The business will employ active seniors to help out aging seniors who need help cleaning up, getting to doctors appointments and more.

“It’s not just someone coming in to work,” McIntosh said. “Real relationships are forming between the provider and the receiver.”

McIntosh was looking to sell Arizona Cleaning to slow down, and he ended up seeing several ads for Seniors Helping Seniors. When he brought the idea to Linda, she encouraged him. In September, Brad Stemper of Albert Lea took over Arizona Cleaning.

Seniors Helping Seniors will debut with a soft open on Monday, and he’s already looking for providers to work with the business.

Customers will pay an hourly rate for Seniors Helping Seniors. Services include companion care, light housekeeping, transportation, handyman services, yard work, meal preparation, and more. Providers will also drive people to doctor’s appointments, go with them to the appointment, and then take them home or out if they want to go shopping

“We’ll work very hard at creating those relationships, so it’s the same person coming to provide those services on a regular basis,” McIntosh said, adding that will provide more continuity.

Many of the services offered by Seniors Helping Seniors are offered through some service programs like the Mower County Senior Center’s CHORE Program.

While McIntosh praised such low-cost, volunteer-based services, he said he saw the need to bring more services to the area for people that could afford to pay.

“We charge a reasonable rate for the service and then we pay our providers,” McIntosh said.

McIntosh doesn’t see his business as competition to such programs; instead, he said it will supplement and help reach more people.

“I’m going to fill a niche that they can’t fill,” he said.

McIntosh is already receiving a positive feedback on the business, noting he’s run into several people who either may utilize it or have a relative who could have at some point.

“Everyone I talk to seems to have a story about either how they could use it or their mother could have used it a couple of years ago,” he said.

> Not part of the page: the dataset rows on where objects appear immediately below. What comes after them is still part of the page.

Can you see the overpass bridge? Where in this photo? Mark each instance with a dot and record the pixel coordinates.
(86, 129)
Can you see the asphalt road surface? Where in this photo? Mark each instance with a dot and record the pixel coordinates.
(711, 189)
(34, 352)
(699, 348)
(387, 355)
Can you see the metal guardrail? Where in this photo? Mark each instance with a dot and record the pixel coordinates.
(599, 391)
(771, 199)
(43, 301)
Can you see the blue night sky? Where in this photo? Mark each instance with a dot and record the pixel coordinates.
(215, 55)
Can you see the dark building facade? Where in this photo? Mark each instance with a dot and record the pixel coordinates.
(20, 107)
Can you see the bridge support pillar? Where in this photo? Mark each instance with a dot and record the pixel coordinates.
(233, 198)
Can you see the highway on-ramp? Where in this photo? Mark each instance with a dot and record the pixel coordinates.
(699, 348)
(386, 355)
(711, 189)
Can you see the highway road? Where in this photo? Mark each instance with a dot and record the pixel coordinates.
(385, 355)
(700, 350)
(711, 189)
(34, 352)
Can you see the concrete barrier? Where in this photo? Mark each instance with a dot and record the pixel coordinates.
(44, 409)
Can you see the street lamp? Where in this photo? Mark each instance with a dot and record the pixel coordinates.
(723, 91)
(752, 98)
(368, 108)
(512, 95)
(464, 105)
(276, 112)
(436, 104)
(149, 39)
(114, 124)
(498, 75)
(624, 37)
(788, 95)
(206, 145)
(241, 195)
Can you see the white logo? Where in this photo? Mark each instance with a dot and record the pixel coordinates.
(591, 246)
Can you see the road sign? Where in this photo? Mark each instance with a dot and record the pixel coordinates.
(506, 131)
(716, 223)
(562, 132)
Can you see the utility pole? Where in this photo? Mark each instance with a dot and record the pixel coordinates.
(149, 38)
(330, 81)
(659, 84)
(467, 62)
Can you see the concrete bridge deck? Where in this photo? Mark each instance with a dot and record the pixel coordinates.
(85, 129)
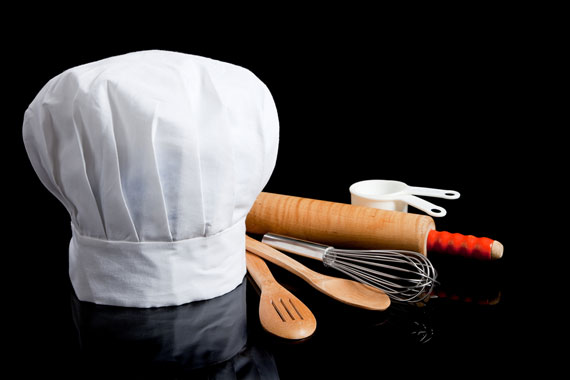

McIntosh said the business will have several benefits to people hiring for similar services on their own. Seniors Helping Seniors will do background checks on providers and handle things like insurance so the customer doesn’t have to.

Providers won’t necessarily work 40-hours per week. McIntosh is seeking workers with a “volunteer spirit” who are willing to work flexible hours.

People interested in being a provider or looking to buy the service can contact McIntosh or Linda at 507-396-8080.

McIntosh, 63, is confident he’ll have no shortage of customers once the word gets out, noting many people getting older want to stay in their homes as long as possible.

“I really feel the number of people that are going to be wanting this service will be tremendous,” he said.